Tetsuo Hara, l'arte del manga entra agli Uffizi e un sogno di ragazzo diventa leggenda
Articolo Precedente
Articolo Successivo
Redazione Cultura e Spettacolo
-
Senza un attimo di esitazione, come un colpo di Hokuto Shinken, Tetsuo Hara, risponde alla domanda che forse gli è stata posta mille volte, ma che per lui non perde mai di significato: il suo personaggio preferito, quello in cui risiedono le sue radici più profonde, è e sarà sempre Ken Shiro.

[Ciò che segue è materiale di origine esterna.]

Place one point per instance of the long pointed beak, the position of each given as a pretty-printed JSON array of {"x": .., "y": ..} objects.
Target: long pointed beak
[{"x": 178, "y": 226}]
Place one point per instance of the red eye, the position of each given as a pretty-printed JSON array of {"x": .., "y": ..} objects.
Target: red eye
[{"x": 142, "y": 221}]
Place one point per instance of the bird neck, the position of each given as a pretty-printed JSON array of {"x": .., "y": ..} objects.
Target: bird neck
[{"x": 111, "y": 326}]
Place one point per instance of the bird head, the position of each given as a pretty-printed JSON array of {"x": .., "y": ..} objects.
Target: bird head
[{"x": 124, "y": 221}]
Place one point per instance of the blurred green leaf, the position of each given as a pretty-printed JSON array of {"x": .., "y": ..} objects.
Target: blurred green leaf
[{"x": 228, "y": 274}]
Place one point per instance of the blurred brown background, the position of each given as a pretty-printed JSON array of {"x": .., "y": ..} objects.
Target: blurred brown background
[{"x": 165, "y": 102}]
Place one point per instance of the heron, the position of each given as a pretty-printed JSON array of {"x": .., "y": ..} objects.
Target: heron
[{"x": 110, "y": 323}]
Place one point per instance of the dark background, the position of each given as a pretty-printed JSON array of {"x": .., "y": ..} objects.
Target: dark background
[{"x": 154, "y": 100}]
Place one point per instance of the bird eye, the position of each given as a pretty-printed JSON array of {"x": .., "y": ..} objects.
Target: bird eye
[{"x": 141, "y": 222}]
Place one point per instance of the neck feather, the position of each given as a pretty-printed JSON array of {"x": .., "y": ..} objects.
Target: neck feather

In quella scelta, che definisce senza ombra di dubbio, si cela l'essenza di un uomo che, attraverso il tratto deciso della sua matita, ha dato forma non solo a un eroe, ma a un'icona capace di plasmare l'immaginario di intere generazioni. "In Ken Shiro", ha confessato l'artista in un momento di rara intimità pubblica, "ci sono tutti i miei sogni di ragazzo", consegnando al pubblico una chiave di lettura autentica per un'opera che ha superato i confini del fumetto per diventare un vero e proprio fenomeno culturale globale.

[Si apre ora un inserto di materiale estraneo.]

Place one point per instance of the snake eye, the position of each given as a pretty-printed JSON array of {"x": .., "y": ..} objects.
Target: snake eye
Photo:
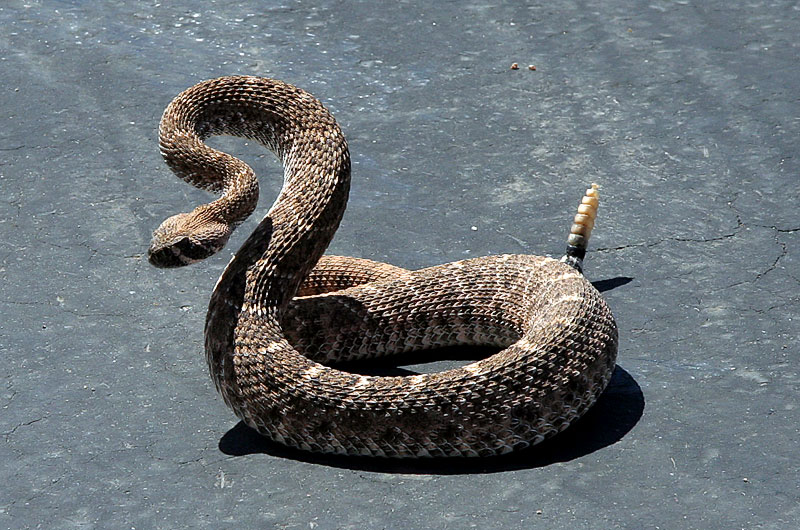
[{"x": 192, "y": 251}]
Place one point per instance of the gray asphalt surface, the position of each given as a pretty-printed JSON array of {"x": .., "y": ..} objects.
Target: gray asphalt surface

Un riconoscimento storico tra i capolavori del Rinascimento
Lucca Comics & Games 2025, che pure è abituato a registrare primati e a stupire, ha scritto una di quelle pagine di storia che difficilmente verranno dimenticate. L'evento, infatti, non si è limitato a celebrare la cultura pop in una delle sue forme più potenti, ma ne ha riscritto i canoni, operando una fusione senza precedenti tra il linguaggio contemporaneo del manga e la tradizione dell'arte accademica. Per la prima volta al mondo, un mangaka è entrato a far parte della prestigiosa collezione di autoritratti della Galleria degli Uffizi di Firenze: Tetsuo Hara, l'icona di "Ken il Guerriero", ha donato il proprio autoritratto al museo, un gesto che sancisce un dialogo inedito tra due mondi, fino a oggi considerati distanti, e che arricchisce la memoria culturale collettiva con un nuovo, significativo tassello.

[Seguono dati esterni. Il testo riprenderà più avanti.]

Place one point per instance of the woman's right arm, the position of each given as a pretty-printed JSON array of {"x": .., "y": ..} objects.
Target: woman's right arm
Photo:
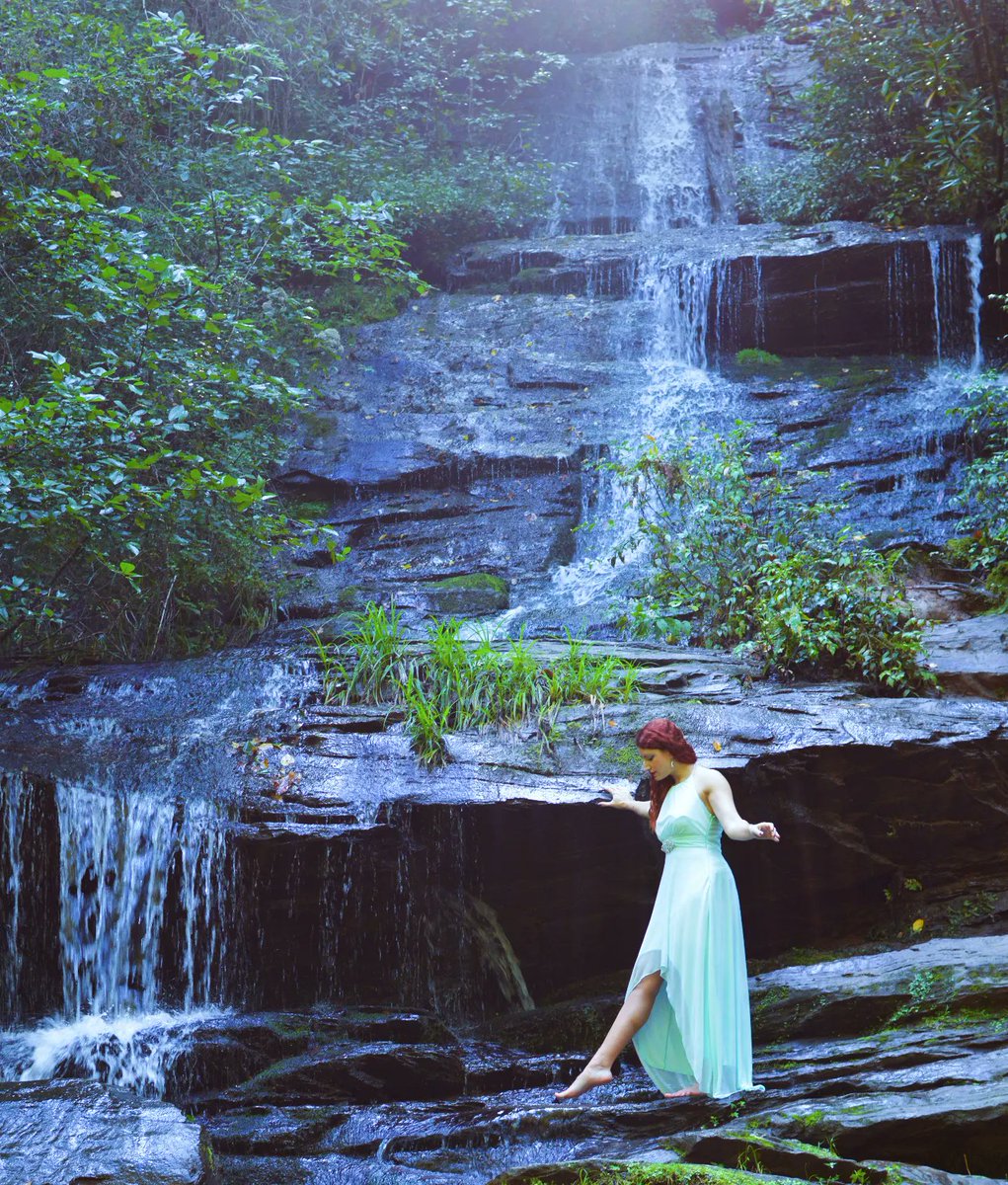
[{"x": 623, "y": 800}]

La violenza e l'amore: il codice morale di un guerriero
Sul palco del Teatro del Giglio, dove è stato insignito del Premio Yellow Kid Maestro del Fumetto, Hara ha toccato anche un tema centrale nella sua narrativa, quello del rapporto tra forza distruttiva e sentimento. "Rappresentare la violenza", ha affermato l'autore, "ha un valore importante", riconoscendo come quel crudo realismo grafico sia stato uno degli elementi fondanti del suo successo. Tuttavia, ha subito precisato, quasi a volerne tracciare i confini etici, che essa "va temperata con l'amore", svelando così il codice morale che guida le azioni del suo eroe e che trasforma la lotta per la sopravvivenza in una battaglia per un ideale di giustizia e redenzione.
L'omaggio di un'intera vallata al suo eroe
L'onda lunga dell'evento ha travalicato i confini della città murata per raggiungere la vicina Barga, dove la passione smisurata di un appassionato, Matteo "Pipperi" Moscardini, ha dato vita a un'iniziativa che ha portato un intero gruppo, ispirato ai personaggi dell'universo di Hokuto no Ken, direttamente al festival. La manifestazione ha riservato loro un evento dedicato, un omaggio che ha dimostrato come il legame tra un creatore e il suo pubblico possa tradursi in forme di partecipazione creative e sentite, cementando ulteriormente quel ponte ideale che unisce un artista giapponese e una vallata toscana attraverso le gesta di un guerriero solitario.